Il gioiello dei 12 pianeti

Di notte, da tanto tempo, per Piranesi era difficile fare un buon sogno e anche quella sera - si era addormentato dopo essersi scolato una bottiglia di armagnac - si risvegliò con un forte prurito alla mano sinistra e con tutte le immagini dell'incubo che gli scorrevano, come su di uno schermo panoramico, davanti agli occhi.
Aprì la finestra dopo tutto quel trambusto che proveniva dalla strada. I lampioni illuminavano tutta quella gente stesa a terra e le macchine con gli sportelli aperti appena abbandonate. La strada era un tappeto di corpi e macchine e una nebbia gelata, che s'alzava dall'asfalto, stava raggiungendo la sua finestra. Piranesi la richiuse immediatamente, e guardando dai vetri credette che fosse quella nebbia la causa di quell'olocausto. Nella nebbia doveva esserci un virus mortale. Tra tutti quei morti stesi a terra, c'era solo una figura che si muoveva, un bambino con una piccola sfera luminosa tra le mani, e quando questi lo fisso, Piranesi rabbrividì a quegli occhi malvagi.
Accese il televisore per vedere se trasmettevano un telegiornale che l'informasse di quello che stesse succedendo al mondo, ma lo schermo era solo un brulichio bianco di puntini luminosi. Controllò preoccupato la sua collezione di fumetti, la sua videoteca, i mille titoli dei film, molti mai visti, e poi le sue amate penne stilografiche, le pipe, le vecchie macchine fotografiche. Non voleva farsi sfuggire nulla del suo passato, non aveva intenzione di consegnarlo alla morte. Guardò la radiosveglia sul comodino accanto al letto che segnava le tre di notte e si rincuorò: le sue preziose collezioni stavano al sicuro, si era trattato solo di un incubo.

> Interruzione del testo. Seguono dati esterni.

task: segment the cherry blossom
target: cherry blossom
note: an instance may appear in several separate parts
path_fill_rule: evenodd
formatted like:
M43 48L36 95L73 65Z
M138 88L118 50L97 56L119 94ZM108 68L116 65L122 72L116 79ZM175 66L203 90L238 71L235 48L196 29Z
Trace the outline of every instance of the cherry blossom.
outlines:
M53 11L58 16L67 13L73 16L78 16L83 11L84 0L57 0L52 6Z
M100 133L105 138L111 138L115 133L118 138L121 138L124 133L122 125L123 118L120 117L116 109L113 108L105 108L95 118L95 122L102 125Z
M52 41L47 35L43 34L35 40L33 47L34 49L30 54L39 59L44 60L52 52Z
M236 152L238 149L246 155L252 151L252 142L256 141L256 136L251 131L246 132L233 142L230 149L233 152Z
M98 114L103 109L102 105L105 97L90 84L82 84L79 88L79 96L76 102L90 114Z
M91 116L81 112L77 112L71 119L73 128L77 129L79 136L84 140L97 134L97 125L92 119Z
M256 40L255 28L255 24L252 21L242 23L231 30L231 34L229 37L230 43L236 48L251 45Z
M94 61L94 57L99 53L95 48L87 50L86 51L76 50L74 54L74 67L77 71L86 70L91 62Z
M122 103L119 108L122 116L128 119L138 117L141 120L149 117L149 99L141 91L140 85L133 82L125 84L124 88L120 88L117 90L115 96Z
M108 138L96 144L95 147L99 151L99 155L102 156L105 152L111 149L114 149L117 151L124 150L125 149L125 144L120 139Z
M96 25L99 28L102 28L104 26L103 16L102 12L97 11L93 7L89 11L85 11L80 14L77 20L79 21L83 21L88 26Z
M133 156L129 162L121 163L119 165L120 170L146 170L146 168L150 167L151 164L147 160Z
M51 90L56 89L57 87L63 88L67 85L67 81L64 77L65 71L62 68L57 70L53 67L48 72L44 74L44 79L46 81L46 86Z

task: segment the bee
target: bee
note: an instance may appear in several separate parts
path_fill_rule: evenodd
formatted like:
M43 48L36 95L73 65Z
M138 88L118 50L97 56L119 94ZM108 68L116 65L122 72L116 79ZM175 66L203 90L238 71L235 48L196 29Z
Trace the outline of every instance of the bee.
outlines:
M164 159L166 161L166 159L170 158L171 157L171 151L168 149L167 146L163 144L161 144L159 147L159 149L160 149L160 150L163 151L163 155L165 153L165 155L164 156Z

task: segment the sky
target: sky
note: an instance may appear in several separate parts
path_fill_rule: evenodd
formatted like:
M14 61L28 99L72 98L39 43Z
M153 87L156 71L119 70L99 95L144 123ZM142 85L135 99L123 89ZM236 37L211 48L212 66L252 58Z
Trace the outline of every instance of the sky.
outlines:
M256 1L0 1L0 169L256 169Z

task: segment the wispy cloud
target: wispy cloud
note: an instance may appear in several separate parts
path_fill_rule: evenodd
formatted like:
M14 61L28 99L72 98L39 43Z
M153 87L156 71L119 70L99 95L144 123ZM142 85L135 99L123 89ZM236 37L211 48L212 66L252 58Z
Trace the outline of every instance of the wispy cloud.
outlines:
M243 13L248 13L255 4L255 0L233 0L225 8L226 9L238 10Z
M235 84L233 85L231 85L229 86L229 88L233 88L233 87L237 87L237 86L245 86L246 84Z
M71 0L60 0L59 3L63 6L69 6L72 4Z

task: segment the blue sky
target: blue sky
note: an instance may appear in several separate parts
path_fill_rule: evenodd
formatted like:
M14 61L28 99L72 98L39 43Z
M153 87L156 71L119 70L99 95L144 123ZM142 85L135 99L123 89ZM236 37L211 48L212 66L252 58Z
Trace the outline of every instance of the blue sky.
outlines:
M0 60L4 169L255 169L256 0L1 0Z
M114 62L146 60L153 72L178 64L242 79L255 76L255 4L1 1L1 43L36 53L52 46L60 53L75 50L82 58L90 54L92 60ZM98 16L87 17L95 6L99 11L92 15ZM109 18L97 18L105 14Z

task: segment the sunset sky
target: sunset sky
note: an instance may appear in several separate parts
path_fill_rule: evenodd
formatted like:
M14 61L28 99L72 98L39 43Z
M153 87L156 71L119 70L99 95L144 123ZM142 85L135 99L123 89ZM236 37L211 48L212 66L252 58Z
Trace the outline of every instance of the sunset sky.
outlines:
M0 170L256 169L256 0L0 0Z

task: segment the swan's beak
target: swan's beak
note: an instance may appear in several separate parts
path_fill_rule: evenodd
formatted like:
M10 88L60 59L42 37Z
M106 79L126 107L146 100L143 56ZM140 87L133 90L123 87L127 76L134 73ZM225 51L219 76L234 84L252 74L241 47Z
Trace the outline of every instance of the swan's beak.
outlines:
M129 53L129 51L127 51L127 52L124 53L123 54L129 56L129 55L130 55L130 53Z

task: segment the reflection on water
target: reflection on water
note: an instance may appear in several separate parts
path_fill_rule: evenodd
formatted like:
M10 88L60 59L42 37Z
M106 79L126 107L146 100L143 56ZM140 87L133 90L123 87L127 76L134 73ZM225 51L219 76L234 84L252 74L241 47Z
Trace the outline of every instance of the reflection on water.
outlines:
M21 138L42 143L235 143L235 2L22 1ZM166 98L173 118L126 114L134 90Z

"Sognare i morti, porta fortuna!", affermò l'ispettore Grimaldi, quando il commissario ebbe finito di raccontargli il sogno.
Piranesi gli avrebbe tirato volentieri in fronte il posacenere di cristallo, se proprio allora non avesse squillato il telefono. Era L'ispettore Perroni che lo metteva al corrente dell'omicidio di una vecchia signora che abitava a Piazza Confienza, in quelle eleganti palazzine a pochi isolati dal commissariato di Viale Castro Pretorio.
"Abbiamo il colpevole!", gli comunicò raggiante l'ispettore dall'altro capo del telefono. "C'è la testimonianza di un vicino."
Perroni era un giovane ispettore convinto che i metodi del vecchio collega fossero ormai antiquati, mirava al suo posto, e non si lasciava sfuggire occasione di metterlo in cattiva luce con i superiori.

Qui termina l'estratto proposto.